☆日本の歯科医師の英語能力について2001年夏に記載しましたが、同感の意見をいただきました。
さらにその後に見聞したことを追加させていただきます。
「ロサンゼルスのことをロスと言うな!ならばラスベガスはラスかい!」 などと
野暮なことは申しません。でも、「メいンテナンス(maintenanceのことらしい)」、「メディウム(mediumのことらしい)」、
「フート(footのことらしい)」って一体何ですか? 一般の人にわからない言葉を歯科関係者は作らないでいただきたい。
最近歯科の雑誌、健保の歯周治療の資料で「メインテナンス」という言葉がやたらと出てくる。
皆さんこれ何のことだかわかりますか?
わからないですよね。私の知り合い数名に「メインテナンス」と言ってみたところ誰一人としてわかりませんでした。
これはmaintenanceをローマ字読みしたものらしい。なぜメンテナンスと言ってはいけないのだろう。
メンテナンスなら日本語として定着しているのに……。
また歯科の最大商社である株式会社モリタの商品は、 footのことを「フート」と表記している。
さらにモリタの社員はしっかり「フート」と発音している。こんな中学生でもわかるような間違いをなぜ放置しているのだろうか?
当クリニックでもモリタの商品を使っているのでこのことを営業マンに指摘したところ、笑ってごまかされた。
営業マンから上司に、フートはおかしいですよ などと進言しようものなら、
「会社の決めたことだから…」ということでそのままになるか、左遷させらてしまうのだろうか?

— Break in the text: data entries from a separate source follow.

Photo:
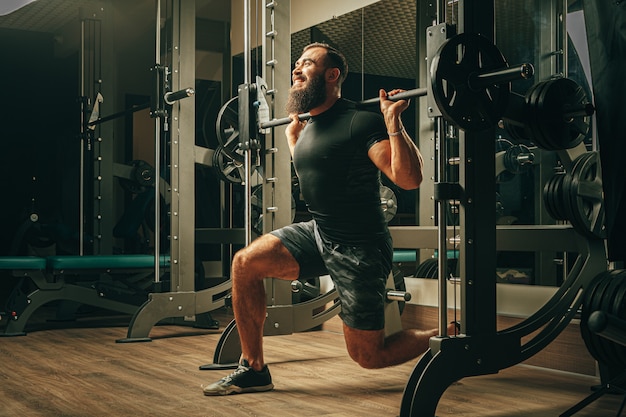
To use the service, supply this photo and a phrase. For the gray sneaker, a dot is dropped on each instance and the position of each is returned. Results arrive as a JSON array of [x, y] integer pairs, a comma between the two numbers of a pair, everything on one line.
[[244, 379]]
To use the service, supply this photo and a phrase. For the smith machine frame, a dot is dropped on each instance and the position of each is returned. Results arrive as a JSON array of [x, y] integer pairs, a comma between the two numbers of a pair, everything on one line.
[[481, 349]]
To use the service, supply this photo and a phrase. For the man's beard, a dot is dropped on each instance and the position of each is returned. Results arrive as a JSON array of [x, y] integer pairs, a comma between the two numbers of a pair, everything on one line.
[[303, 100]]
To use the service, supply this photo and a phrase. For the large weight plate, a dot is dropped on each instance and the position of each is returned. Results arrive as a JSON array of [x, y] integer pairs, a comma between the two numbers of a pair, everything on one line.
[[611, 350], [617, 309], [226, 168], [560, 96], [592, 302], [586, 196], [457, 59], [532, 116], [227, 129]]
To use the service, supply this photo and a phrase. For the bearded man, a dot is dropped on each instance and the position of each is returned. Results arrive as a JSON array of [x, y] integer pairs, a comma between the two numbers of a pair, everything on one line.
[[338, 155]]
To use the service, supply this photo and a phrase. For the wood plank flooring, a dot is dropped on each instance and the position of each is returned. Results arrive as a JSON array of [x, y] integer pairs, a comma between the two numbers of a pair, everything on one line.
[[82, 371]]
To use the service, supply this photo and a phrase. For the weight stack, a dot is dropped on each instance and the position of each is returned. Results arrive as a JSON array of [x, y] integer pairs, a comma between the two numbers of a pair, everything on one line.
[[606, 298]]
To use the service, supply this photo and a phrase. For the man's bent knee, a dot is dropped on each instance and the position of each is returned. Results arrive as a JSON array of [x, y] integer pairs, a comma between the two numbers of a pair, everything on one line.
[[365, 347]]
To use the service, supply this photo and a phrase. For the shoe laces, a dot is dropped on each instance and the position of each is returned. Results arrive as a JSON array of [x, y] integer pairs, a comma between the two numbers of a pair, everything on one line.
[[240, 370]]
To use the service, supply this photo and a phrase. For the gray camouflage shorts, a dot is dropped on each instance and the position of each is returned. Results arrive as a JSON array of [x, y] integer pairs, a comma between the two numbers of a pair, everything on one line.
[[358, 272]]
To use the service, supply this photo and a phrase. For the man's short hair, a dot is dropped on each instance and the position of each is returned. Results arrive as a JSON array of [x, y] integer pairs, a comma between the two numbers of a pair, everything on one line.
[[334, 59]]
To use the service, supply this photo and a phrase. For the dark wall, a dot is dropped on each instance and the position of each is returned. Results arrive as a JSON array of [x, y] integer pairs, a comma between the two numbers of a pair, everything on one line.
[[38, 134]]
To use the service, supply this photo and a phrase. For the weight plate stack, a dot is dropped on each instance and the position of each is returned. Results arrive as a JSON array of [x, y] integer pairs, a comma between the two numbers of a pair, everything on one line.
[[607, 293]]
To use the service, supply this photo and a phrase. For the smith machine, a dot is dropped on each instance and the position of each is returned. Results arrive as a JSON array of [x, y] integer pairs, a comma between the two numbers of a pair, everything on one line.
[[469, 88]]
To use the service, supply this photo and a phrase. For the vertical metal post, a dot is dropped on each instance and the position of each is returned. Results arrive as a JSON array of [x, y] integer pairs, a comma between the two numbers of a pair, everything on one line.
[[157, 159], [81, 192], [442, 242], [182, 146], [248, 152], [477, 214]]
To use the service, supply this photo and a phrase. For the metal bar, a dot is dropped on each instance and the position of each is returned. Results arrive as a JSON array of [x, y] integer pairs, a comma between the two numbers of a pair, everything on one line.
[[119, 114], [418, 92], [157, 158], [479, 81]]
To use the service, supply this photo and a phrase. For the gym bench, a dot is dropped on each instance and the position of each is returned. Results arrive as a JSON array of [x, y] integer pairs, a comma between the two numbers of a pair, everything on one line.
[[112, 282]]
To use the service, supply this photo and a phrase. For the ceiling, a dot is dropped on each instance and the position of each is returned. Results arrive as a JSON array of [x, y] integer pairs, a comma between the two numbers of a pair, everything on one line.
[[52, 16], [363, 48]]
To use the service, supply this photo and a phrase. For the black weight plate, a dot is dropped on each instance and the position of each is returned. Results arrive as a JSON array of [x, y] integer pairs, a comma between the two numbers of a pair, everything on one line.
[[611, 348], [457, 59], [617, 309], [549, 197], [530, 116], [226, 168], [562, 94], [227, 129], [538, 117], [424, 268], [593, 302], [586, 196]]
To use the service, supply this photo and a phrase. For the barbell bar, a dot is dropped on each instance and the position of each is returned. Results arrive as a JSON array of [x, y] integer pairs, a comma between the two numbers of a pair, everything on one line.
[[475, 82], [405, 95]]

また、これも歯科の大手業者であるGC(ジーシー)という会社の商品で、
インプレッションペーストという 入れ歯の型どりをしたり
咬み合わせを決めるための 歯科関係者なら誰でも知っている有名な商品があるのだが、
硬さによって medium,hardの2種類があるのだが、
この medium の箱にはカタカナではっきりと メディウム と書いてある。
信じられないかもしれないが、これ本当の話である。
日本の歯科医が外国人と英語で話をするときに、
メいンテナンス、メディウム、フートなどと言おうものなら恐らく通じないし、
ステーキ屋さんに行って「焼き具合は?」と聞かれたときに「メディウム」などと答えるくらいなら、
「しょうが焼き!」とでも答えたほうがよほどユーモアがあると思うのだが…。

先日横浜で開かれた歯科の国際学会でこんなことがありました。
国際学会なので英語でスピーチしないといけないのですが、
発表した40代の日本人歯科医師、まず英語で
「僕は英語が下手なので日本語で口演します」と
用意してきた原稿を読むと
その後はずっと最後まで日本語で通してしまったのです。
これには唖然としてしまいました(日本語から英語への通訳はつきません)。
本人には多分学会の1年前、遅くとも半年前までには
英語で発表することはわかっていたはずだし、
別に駅前留学しなくても、この豊かな日本には
英会話の教材などあふれているわけで
(テキストの後ろにCDがついているものが安く手に入る)
ちょっと考えられないことなのです。
今回の学会は場所柄、アジアの歯科医師が大勢
来日して発表したのですが、中国、台湾、韓国、タイなど
英語を公用語としていない国の人たちも
きちんとした英語を話していました。
また以前 ある歯科のスタディグループで
韓国の若手歯科医師を呼んで発表してもらった
ことがあるのですが、彼は準備期間わずか6ヶ月で
日本語を猛勉強してきちんとした日本語で
スピーチしてくれました。
今回の日本人歯科医師の発表はスライド画面では
英語と日本語が併記してあり、発表の内容は
理解できたのですが、あまりにも非常識と
言わざるを得ません。
これって日本の中でも他の業界では多分ないことなのでは
ないでしょうか?
だって国際学会でタイ人が出てきていきなりタイ語で
スピーチして最後に「コップンカー」なんて
言ったらあいた口がふさがらないですよねー。